Researchers from 53 institutions and 83 hospitals across the UK assessed 2,230 adults who had been hospitalised with COVID-19. The researchers found that one year after hospital discharge, fewer than 3 in 10 patients on the study reported they felt fully recovered, largely unchanged from 2.5 in 10 at five months. The most common ongoing symptoms were fatigue, muscle pain, physically slowing down, poor sleep and breathlessness.
Participants felt their health-related quality of life remained substantially worse one year after hospital discharge, compared to pre-COVID. This suggests the physical and mental health impairments reported in the study are unlikely to be pre-existing conditions.
Professor Ling-Pei Ho, a Group Leader at the MRC HIU, MRC Weatherall Institute of Molecular Medicine said: “PHOSP-COVID research teams have also identified some differences in the blood samples of patients who are still experiencing the long-term physical and cognitive effects of their COVID-19 hospital admission.

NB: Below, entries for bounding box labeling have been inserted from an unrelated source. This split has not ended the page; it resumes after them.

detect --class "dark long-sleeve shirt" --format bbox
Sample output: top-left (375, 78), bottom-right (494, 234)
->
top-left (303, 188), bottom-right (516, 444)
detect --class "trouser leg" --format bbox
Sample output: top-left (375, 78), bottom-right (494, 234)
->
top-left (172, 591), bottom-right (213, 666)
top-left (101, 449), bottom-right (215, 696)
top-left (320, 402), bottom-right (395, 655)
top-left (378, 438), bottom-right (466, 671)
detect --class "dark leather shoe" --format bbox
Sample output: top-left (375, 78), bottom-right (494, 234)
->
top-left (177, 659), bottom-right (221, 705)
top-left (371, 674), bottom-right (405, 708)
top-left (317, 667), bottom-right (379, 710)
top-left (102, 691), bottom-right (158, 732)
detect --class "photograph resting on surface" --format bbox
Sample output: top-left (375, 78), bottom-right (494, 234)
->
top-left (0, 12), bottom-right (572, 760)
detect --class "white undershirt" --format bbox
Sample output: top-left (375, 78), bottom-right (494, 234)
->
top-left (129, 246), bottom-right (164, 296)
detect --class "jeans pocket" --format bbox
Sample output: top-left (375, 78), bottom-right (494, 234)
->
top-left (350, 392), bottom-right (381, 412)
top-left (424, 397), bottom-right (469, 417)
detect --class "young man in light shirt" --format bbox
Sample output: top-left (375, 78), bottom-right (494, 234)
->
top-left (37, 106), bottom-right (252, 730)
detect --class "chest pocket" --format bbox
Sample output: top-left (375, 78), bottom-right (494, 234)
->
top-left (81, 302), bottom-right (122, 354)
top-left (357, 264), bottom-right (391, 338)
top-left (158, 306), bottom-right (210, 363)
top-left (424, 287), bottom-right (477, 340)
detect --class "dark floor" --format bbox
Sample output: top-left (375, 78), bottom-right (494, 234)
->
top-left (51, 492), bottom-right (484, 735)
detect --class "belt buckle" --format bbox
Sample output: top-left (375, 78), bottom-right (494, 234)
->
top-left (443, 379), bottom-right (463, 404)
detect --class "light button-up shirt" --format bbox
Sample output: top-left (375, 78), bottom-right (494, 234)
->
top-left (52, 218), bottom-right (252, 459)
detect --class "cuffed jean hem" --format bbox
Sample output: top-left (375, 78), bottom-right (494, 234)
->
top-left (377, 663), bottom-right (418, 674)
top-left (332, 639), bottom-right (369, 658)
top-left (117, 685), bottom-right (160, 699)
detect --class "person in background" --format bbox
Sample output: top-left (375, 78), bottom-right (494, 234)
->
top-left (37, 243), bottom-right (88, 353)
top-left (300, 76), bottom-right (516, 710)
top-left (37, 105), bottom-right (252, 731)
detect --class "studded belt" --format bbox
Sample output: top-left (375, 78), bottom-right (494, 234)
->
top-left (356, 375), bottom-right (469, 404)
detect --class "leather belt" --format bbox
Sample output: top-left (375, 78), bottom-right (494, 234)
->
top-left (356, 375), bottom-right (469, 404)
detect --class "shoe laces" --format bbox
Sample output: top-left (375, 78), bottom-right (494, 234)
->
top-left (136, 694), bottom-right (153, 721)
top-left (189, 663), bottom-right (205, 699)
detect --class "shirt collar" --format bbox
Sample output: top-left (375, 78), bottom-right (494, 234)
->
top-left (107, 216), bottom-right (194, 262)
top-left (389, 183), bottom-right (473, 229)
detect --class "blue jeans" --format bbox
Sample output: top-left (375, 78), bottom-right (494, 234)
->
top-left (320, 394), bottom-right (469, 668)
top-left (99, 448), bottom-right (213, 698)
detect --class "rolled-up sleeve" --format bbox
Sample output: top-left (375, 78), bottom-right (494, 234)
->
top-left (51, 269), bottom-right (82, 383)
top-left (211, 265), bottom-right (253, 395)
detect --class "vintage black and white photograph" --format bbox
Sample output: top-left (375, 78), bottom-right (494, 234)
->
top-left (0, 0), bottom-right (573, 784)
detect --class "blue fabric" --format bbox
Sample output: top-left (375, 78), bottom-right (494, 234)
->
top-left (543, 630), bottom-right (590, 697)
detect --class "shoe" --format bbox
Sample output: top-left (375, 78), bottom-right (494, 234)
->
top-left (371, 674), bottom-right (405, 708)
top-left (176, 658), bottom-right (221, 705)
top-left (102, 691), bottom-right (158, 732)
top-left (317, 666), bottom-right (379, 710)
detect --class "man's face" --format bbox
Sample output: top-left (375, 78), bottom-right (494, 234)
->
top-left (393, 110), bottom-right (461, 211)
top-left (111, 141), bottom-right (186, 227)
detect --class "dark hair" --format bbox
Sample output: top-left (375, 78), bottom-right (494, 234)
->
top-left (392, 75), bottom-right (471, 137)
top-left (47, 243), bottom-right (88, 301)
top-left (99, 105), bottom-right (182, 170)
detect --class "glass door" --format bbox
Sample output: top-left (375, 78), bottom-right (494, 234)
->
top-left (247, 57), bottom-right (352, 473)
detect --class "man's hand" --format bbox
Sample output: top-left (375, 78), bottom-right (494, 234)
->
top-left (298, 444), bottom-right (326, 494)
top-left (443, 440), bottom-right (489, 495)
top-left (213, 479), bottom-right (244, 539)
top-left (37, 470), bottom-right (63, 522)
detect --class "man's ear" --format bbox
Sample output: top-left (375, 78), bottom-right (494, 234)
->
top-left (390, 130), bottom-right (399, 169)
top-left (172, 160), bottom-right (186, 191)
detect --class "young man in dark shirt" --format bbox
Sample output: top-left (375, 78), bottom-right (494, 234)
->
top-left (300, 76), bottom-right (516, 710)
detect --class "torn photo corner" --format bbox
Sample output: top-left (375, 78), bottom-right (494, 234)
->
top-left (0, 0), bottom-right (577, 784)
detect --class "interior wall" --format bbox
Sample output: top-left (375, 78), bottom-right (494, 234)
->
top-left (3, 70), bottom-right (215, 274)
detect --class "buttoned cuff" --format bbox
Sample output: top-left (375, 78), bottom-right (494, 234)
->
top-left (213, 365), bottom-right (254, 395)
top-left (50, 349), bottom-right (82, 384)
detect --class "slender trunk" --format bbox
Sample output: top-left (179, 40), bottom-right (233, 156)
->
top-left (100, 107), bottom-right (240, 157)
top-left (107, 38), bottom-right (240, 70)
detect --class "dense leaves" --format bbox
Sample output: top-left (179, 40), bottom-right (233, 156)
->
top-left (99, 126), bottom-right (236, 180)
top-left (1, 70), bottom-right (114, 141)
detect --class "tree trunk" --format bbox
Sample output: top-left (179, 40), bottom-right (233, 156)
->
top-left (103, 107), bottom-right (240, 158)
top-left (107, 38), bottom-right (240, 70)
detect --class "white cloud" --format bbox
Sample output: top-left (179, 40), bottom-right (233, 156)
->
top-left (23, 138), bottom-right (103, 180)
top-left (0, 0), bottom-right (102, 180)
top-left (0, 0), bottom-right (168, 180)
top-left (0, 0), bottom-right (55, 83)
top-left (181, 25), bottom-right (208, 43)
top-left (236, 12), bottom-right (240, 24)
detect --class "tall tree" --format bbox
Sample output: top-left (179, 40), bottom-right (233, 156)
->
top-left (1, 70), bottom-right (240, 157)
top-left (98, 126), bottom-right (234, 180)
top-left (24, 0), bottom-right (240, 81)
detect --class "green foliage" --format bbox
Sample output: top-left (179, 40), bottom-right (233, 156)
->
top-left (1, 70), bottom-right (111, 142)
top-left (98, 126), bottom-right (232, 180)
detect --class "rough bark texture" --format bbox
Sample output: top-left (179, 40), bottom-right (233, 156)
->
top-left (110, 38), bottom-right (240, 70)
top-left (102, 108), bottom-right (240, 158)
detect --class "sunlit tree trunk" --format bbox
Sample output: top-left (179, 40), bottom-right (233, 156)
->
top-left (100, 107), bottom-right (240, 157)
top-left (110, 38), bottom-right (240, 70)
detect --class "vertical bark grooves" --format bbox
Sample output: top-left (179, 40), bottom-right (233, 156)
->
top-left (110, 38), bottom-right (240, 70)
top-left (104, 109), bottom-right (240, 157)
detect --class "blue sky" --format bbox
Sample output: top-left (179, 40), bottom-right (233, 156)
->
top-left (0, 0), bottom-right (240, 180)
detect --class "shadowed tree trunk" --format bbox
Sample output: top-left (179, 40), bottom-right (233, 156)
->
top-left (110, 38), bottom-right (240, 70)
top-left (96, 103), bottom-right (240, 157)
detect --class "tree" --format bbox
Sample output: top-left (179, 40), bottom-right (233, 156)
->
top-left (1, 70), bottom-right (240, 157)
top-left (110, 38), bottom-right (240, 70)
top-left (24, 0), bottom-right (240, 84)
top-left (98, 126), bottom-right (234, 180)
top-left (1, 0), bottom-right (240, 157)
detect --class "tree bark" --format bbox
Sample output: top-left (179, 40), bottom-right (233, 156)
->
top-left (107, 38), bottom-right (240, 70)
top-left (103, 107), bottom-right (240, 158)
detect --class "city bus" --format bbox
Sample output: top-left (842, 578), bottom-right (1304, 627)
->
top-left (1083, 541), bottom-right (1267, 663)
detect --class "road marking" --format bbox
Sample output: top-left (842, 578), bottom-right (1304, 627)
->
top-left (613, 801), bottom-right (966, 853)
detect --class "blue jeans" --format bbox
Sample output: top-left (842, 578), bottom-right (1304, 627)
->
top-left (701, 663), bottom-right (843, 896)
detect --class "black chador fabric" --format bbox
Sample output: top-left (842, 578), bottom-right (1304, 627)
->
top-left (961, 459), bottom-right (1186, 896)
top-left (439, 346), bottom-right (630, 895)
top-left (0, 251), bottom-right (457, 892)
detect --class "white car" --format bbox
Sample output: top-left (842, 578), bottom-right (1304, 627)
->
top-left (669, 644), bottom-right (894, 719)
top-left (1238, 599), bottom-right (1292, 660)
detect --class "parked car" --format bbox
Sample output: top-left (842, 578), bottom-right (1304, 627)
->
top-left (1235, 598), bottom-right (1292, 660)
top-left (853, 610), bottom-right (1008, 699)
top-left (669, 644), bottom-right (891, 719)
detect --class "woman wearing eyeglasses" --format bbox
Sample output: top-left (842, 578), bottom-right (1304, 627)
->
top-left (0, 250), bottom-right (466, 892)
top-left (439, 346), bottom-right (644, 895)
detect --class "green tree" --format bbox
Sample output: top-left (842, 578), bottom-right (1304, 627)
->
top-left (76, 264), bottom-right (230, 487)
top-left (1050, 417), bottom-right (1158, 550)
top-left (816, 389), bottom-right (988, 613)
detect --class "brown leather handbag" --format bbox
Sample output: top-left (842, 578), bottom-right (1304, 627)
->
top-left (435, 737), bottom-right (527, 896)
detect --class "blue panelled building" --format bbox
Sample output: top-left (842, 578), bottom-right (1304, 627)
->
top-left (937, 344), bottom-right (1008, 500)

These might indicate possible underlying mechanisms, and help us identify existing medicines that target these mechanisms to help these patients.
“Oxford has been a key contributor to this research, and it has been a massive team effort from the Long COVID clinic, BRC Integrative Respiratory Physiology Clinic, Oxford Respiratory Trials Unit, and research laboratories in Human Immunology Unit and Respiratory. Every patient who gave their time has contributed to this huge landmark study, which will continue to inform how we treat and support our post-COVID patients going forward.”
The PHOSP-COVID study, led by the National Institute for Health Research (NIHR) Leicester Biomedical Research Centre (BRC), has been given urgent public health research status by the Department of Health and Social Care. Around 10,000 patients are expected to take part in the study, making it one of the largest comprehensive studies in the world to understand and improve the health of survivors after hospitalisation from COVID-19. As well as the NIHR, the PHOSP-COVID study is funded by the MRC-UK Research and Innovation (UKRI).